There was also hope that diplomatic progress in the bilateral relationship between the US and Brazil could lead to a more assertive regional reaction to the situation in Venezuela. Yet it is also unclear how much flexibility there really is on the issue. On one hand, the ongoing transitions in Venezuela—as well as those in Argentina—have made Brazil’s regional integration strategy through Mercosur seem less viable. Therefore, Brazil may be more willing to criticize the Maduro regime than it has been in the past. At the same time, according to Spektor, Venezuela is “a matter of domestic politics” in Brazil, similar to the issue of Iran in the United States. This ties Rousseff’s hands politically. It’s also “not at all clear that Brazil has the policy tools” to influence the Venezuelan government, especially if any pressure is seen as indirectly originating from the United States. As a result, Michael Shifter, the moderator and president of the Dialogue, suggested that a combination of UNASUR and European Parliament election observers could walk a middle line in protecting democracy in Venezuela, should Brazil push for them.

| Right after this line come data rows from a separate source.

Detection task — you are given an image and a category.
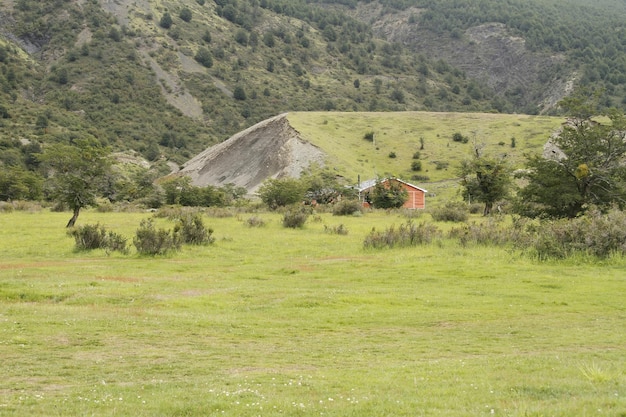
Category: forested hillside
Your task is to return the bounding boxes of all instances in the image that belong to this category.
[0,0,626,199]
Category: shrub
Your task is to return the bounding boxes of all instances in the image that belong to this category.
[363,220,441,249]
[411,161,422,171]
[178,7,193,22]
[448,217,522,246]
[324,224,348,235]
[531,208,626,259]
[68,224,128,253]
[430,201,469,222]
[435,161,450,171]
[259,178,306,210]
[159,12,172,29]
[452,132,469,143]
[245,216,266,227]
[174,213,215,245]
[283,207,310,229]
[133,219,181,255]
[333,200,363,216]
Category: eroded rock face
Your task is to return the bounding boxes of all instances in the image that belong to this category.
[179,114,324,193]
[352,2,576,112]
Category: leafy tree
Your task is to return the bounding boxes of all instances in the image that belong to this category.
[459,151,512,216]
[194,48,213,68]
[41,139,111,227]
[259,178,306,210]
[233,85,247,101]
[518,96,626,218]
[0,167,42,201]
[369,180,409,209]
[159,12,172,29]
[178,7,192,22]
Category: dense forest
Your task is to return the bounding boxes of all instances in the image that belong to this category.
[0,0,626,203]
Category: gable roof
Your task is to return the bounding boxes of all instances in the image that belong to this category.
[356,178,428,193]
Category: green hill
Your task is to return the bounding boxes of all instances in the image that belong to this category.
[288,112,563,202]
[0,0,626,202]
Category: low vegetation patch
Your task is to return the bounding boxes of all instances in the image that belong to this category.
[430,201,469,222]
[244,216,266,227]
[173,213,215,245]
[283,206,311,229]
[324,223,348,235]
[363,220,441,249]
[333,200,363,216]
[133,219,182,256]
[68,224,128,253]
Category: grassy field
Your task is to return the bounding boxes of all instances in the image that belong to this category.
[0,211,626,416]
[288,112,563,204]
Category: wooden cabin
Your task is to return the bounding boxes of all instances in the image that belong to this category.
[358,178,428,210]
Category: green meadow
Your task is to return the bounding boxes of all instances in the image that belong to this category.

Spektor agreed and even expected that an announcement of such an effort could come in the near future.

Above all though, the truth is that Rousseff’s trip to Washington, while technically a working visit, is really more about what Spektor called “atmospherics”—creating the image of healthy diplomacy. Most of all, Rousseff needs  to look presidential and rebuild Brazil’s reputation internationally in this moment of crisis. More specifically, according to Spektor, “this visit is about showing inside Brazil that the Snowden affair is over.” If that is all it accomplishes, then it can still be a success. The biggest indication of this fact is that, while the Obama administration originally offered later potential dates, the Brazilian government insisted that the visit be as soon as possible. However, it has still not put forward an agenda, even with barely a month left. Because of this, according to Hakim, we should stop talking about “deliverables” from this visit and instead think about how the meeting can contribute to a better political relationship between the US and Brazil in the future. This task is an essential one for both countries. On one hand, the Rousseff government cannot rebuild its stature at home and abroad without the image of a healthy partnership with the United States. On the other, the United States cannot implement its agenda in Latin America without, at least in some way, better coordinating with Brazil.